Between the hours of day and evening – between the two exhibitions at Years – a major dual is played out. It has to do with an issue that has remained central ever since the concept of “commissioner” was abandoned and the art world began to speak about exhibitions being organised or curated. Who is The Real Slim Shady? Who is the true auteur; the artist or the curator?
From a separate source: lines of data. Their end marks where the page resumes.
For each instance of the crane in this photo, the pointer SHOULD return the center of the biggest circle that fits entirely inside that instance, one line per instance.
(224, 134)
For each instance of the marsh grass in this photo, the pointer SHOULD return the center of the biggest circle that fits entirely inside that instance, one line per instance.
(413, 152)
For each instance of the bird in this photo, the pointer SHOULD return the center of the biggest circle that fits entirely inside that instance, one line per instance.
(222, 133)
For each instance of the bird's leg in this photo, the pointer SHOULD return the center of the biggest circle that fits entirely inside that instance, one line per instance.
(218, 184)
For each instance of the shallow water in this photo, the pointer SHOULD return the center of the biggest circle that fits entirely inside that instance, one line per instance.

Bjarke Hvass Kure discusses this issue by venturing into the field of representation while also creating an exhibition, i.e. by representing Buren, Long, Beuys, Levine, Cadere and so on. Or are we talking about documentation here? In any case this is a parasitical form of representation, for it is unlikely that Hvass Kure has entered into agreements with the artists (or estates) involved, which means that he is in effect transgressing against the artist’s rights, preventing them from accepting or protesting against their participation in the exhibition – not unlike Sturtevant’s reproductions of Duchamp, Warhol, etc., which also used fakes to reflect issues concerning authorship, originals, and authenticity. For in spite of the nerdy and somewhat overly respectful treatment of new classics, Hvass Kure’s reflections of artworks and exhibitions are also fakes, pure and simple. Hvass Kure provides no direct answers to the questions concerning the auteur and the authentic. Indeed, perhaps that would have bee too much to ask. Instead he discusses these matters via works created by other artists and by force of the – truly – original device of using two exhibitions. This is evident in e.g. the two walks directly and indirectly referred to in the two duelling exhibitions: Richard Long’s by day, and André Cadere’s at night.
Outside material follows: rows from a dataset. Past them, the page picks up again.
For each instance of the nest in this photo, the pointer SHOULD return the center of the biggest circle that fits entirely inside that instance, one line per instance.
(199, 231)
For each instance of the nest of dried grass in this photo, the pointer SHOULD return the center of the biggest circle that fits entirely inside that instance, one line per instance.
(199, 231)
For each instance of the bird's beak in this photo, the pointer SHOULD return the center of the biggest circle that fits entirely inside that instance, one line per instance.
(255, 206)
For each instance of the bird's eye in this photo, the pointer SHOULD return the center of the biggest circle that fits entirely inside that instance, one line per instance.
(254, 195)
When Harald Szeemannn invited Cadere to take part in Documenta 5 in 1972 the artist declared that he would travel there on foot. Instead he chose to go by train, thereby challenging his own legend as a pilgrim of art (walking around with a coloured staff) and supposedly also unleashing the wrath of the curator. The question is whether it matters that Cadere cheated Szeemann and did not travel by foot? And will we ever truly know whether Long actually made the walk referred to in the text-based work? Does it affect Szeemann’s role as “primary organiser” (to quote Buren’s term) that he might not actually fully know the works presented? Perhaps Bjarke Hvass Kure’s two exhibitions suggest to us that we can never know entirely which journeys or walkabouts an artist has made. Perhaps he has even made a shortcut.
P.S.:
Having written the piece above I contacted Bjarke Hvass Kure for pictures and asked for an installation shot without visitors, which prompted the following response: “as far the person in the picture is concerned, she is a performer playing a ‘visitor’. That’s why she’s in the picture. I hope I told you. She is part of the exhibition and was there the whole time during opening hours – yet another shift and displacement of reality and fiction. I’m sorry; I was sure you knew! :)”.